İhbar tazminatında Zamanaşımı
Zamanaşımı 2017 yılına kadar işçilerin ücret alacaklarında 5 yıl, yıllık izin ücretleri ve tazminat alacaklarında ise 10 yıl olarak uygulanıyordu. 25 Ekim 2017 tarihinde 4857 Sayılı İş Kanunu’nda değişikliğe gidildi. Yıllık izin ücreti, kıdem tazminatı, ihbar tazminatı, kötü niyet tazminatı ve iş sözleşmesinin eşit davranma ilkesine aykırı şekilde feshinden kaynaklanan tüm tazminat alacakları için zaman aşımı süresi, ücret alacakları ile eşitlenerek 5 yıl olarak belirlendi. Bu sebeple iş sözleşmesinin fesih tarihinden itibaren ihbar tazminatının beş yıl içinde talep edilmesi gerekmektedir. Ancak 25 Ekim 2017 tarihinden önce doğan ihbar tazminatları için zamanaşımı süresinin 10 yıl olduğunun altını çizmek gerekir.
İhbar tazminatında Yetkili ve Görevli Mahkeme
İhbar tazminatı davasında görevli mahkeme İş Mahkemeleridir.
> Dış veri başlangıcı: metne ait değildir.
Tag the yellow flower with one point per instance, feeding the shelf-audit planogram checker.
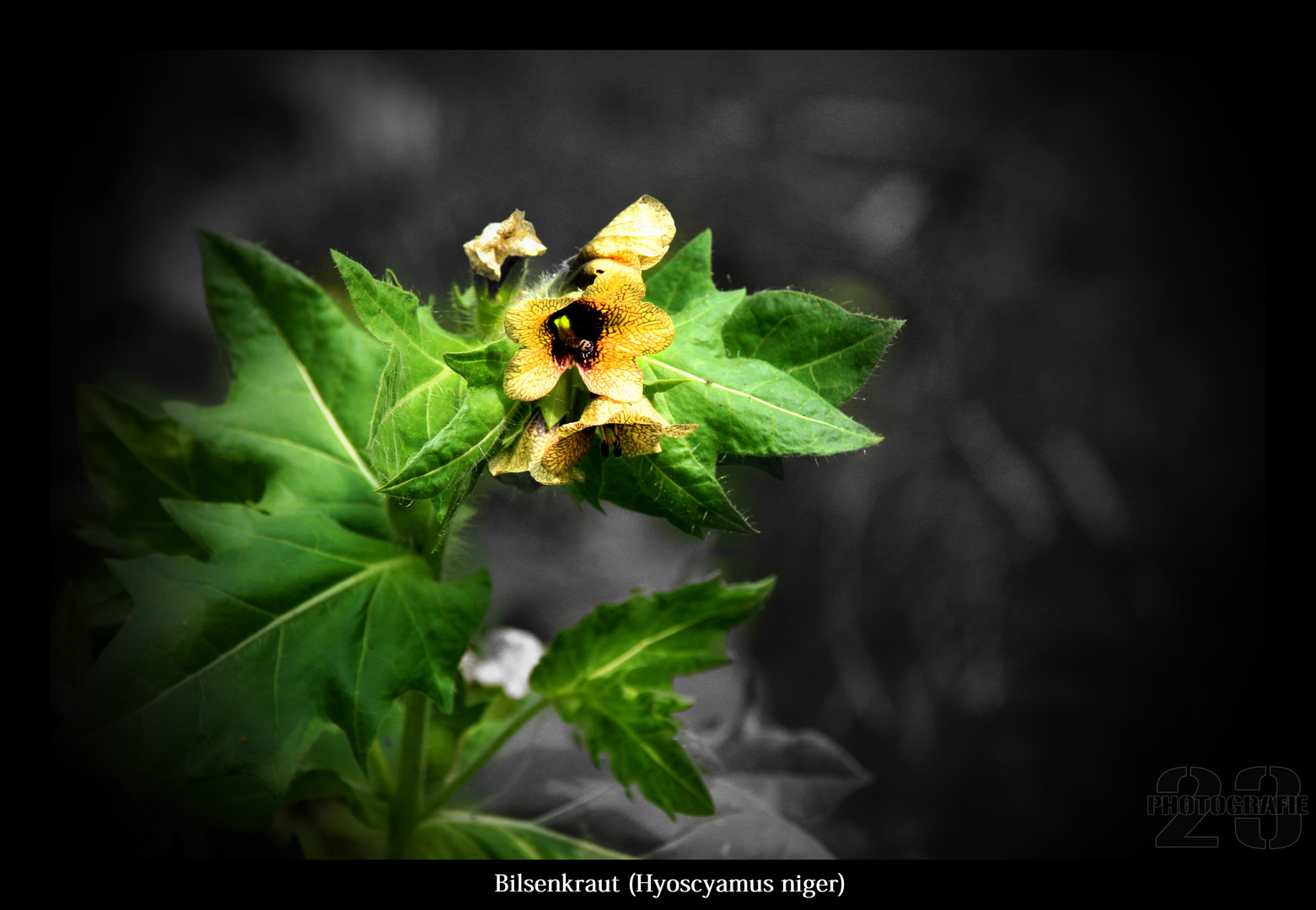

Ancak İş Mahkemesi bulunmayan yerlerde ihbar tazminatı davaları İş Mahkemesi sıfatı ile Asliye Hukuk Mahkemelerinde görülmektedir.
İhbar tazminatı davalarında yetkili mahkeme ise davalı işverenliğin ya da şubesinin bulunduğu yer, ya da işin görüldüğü yer mahkemesidir.
Hakkın doğup/doğmadığı, iş sözleşmenizin nitelendirilmesi, feshin şekli ve zamanı gibi bir takım uzmanlık gerektiren hususlarda herhangi bir hak kaybına uğramamanız için alanında uzman iş avukatından yardım almanızı tavsiye ederiz.